Testing for Deprecated Kubernetes APIs

November 10, 2019November 11, 2019 Josh Reichardt 1 Comment

Kubernetes API changes are coming up and I wanted to make a quick blog post to highlight what this means and show a few of things I have discovered to deal with the changes.

First, there have been some relevant announcements regarding the changes and deprecations recently. The first being the API Depractions in 1.16 announcement, which describes the changes to the API and some of the things to look at and do to fix problems

The next post is the Kubernetes 1.16 release announcement, which contains a section “Significant Changes to the Kubernetes API” that references the deprecation post.

Another excellent resource for learning about how Kubernetes deprecations work is the API deprecation documentation, highlighted in the deprecation post, but not widely shared.

In my opinion, the Kubernetes community really dropped the ball in terms of communicating these changes and missed an opportunity to describe and discuss the problems that these changes will create. I understand that the community is gigantic and it would be impossible to cover every case, but to me, the few blog posts describing the changes and not much other official communication or guides for how to handle and fix the impending problems is a little bit underwhelming.

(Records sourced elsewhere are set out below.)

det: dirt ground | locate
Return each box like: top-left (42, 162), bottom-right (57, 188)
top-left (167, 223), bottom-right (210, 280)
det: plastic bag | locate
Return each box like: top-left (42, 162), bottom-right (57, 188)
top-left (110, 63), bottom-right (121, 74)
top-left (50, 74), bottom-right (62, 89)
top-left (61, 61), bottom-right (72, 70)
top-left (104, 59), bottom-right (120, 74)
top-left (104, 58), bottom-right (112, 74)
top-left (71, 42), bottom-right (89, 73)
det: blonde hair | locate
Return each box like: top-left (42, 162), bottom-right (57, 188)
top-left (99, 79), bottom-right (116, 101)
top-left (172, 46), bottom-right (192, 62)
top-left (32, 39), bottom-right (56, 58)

The average user probably doesn’t pay attention to these blog posts, and there are a lot of old Helm charts out in the wild still, so I’m confident that the incoming changes will create headaches and table flips when people start upgrading. As an example, if you have an old API defined and running in a pre 1.16 cluster, and upgrade without fixing the API version first, APPS IN YOUR CLUSTER WILL BREAK. The good news is that new clusters won’t allow the old API versions, making errors easier to see and deal with.

Testing for and fixing deprecated APIs

With that mini rant out of the way, there is a simple but effective way to test your existing configurations for API compatibility.

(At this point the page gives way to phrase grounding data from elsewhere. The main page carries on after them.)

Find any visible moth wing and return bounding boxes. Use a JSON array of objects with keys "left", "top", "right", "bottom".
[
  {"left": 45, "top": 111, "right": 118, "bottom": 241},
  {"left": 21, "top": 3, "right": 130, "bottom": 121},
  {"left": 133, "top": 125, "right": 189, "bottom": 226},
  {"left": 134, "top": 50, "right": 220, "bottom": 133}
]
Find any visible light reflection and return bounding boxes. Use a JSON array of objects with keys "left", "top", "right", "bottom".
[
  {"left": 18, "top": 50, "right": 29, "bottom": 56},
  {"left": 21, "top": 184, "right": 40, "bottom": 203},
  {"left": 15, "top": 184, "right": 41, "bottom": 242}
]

Conftest is a nice little tool that helps write tests against structured configuration data, using the Rego language using Open Policy Agent (OPA). Conftest works with many file types including JSON, TOML and HCL, which makes it a great choice for testing a variety of different configurations, but is especially useful for testing Kubernetes YAML configurations.

To get started, install conftest.

wget https://github.com/instrumenta/conftest/releases/download/v0.15.0/conftest_0.15.0_Linux_x86_64.tar.gz
tar xzf conftest_0.15.0_Linux_x86_64.tar.gz
sudo mv conftest /usr/local/bin

Then we can use the handy policy provided by the deprek8 repo to validate the API versions.

curl https://raw.githubusercontent.com/naquada/deprek8/master/policy/deprek8.rego > deprek8.rego
conftest test -p deprek8.rego sample/manifest.yaml

Here’s what a FAIL condition might look like according to what is defined in the rego policy file for an outdated API version.

FAIL - sample/manifest.yaml - Deployment/my-deployment: API extensions/v1beta1 for Deployment is no longer served by default, use apps/v1 instead.

The Rego policy is what actually defines the behavior that Conftest will display and as you can see, it found an issue with the Deployment object defined in the test manifest.

Below is the Rego policy that causes Conftest to spit out the FAILure message. The syntax is clean and easy to follow, so writing and adjusting policies is easy.

_deny = msg {
  resources := ["DaemonSet", "Deployment", "ReplicaSet"]
  input.apiVersion == "extensions/v1beta1"
  input.kind == resources[_]
  msg := sprintf("%s/%s: API extensions/v1beta1 for %s is no longer served by default, use apps/v1 instead.", [input.kind, input.metadata.name, input.kind])
}

Once you know what is wrong with the configuration, you can use the kubectl convert subcommand to fix up the existing deprecated API objects. Again, attempting to create objects using deprecated APIs in 1.16 will be rejected automatically by Kubernetes, so you will only need to deal with converting existing objects in old clusters being upgraded.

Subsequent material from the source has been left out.